"I’ll probably keep playing them, just to torture myself once a year. I get angry, and it makes me hate golf for two months. Then I’m OK again.”

The 17th moments before the final group came through Sunday. (click on image to enlarge)Todd Milles features all of Ryan Moore's post round tirade Sunday, and the only part I would agree with is his point on the 17th.

As he stood on the 17th tee, he told his brother and caddie Jason that he couldn’t hit a shot that would hold on that green with a 7-iron, much less the high, cutting 4-iron shot he needed to get close from 205 yards.

“It’s just a horrible golf hole the way (the USGA) set it up,” Moore said. “I don’t know what they’re trying to demand. Where is the skill? I don’t know. If you can’t even hit a shot to stay on the green, where is the skill involved?”

Moore later said he could not “physically … hit the shots” the USGA requires to score at a U.S. Open.

I can't agree with most of Moore's comments about the overall elimination of skill, except for the comments about No. 14 and the above stuff regarding 17.

I'd give Mike Davis a B+ for the week in my deeply scientific and utterly meaningless grading system.
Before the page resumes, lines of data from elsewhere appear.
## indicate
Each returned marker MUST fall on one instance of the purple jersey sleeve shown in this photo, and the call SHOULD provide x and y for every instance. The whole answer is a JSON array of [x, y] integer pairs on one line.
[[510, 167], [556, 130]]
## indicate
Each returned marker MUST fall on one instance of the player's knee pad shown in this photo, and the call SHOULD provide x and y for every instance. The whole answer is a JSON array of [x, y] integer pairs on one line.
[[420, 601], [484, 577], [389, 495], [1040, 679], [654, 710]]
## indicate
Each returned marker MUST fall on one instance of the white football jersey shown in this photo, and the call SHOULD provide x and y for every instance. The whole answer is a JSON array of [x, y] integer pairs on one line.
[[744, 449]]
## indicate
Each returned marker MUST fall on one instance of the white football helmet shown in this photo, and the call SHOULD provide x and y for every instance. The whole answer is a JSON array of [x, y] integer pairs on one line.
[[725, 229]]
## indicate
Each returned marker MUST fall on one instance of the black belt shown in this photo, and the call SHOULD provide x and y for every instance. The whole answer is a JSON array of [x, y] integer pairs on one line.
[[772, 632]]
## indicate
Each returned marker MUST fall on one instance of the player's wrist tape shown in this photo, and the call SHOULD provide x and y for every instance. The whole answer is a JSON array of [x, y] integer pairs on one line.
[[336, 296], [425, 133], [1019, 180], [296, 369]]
The best moment of the week came at 3 and 4 Saturday when the leaders flew through those holes, and that was all setup driven. Davis also got a lot out of Pebble despite major limitations presented by the green sizes and he avoided some all-out hole location debacles that could easily take place on those greens.

His point deductions are for the short grass around 14, the 11th fairway contour and in the case of 17, not figuring out a way to make it more playable. I would love to have seen him go with the 17th hole cut right at least once more, maybe three of the four days. As Moore suggests, playing it shorter seemed like a wise move too, but that didn't happen. That said, the green is so awful at this point that I'm not sure how much it would have helped. But I'm confident that it would not have been worse than what we witnessed.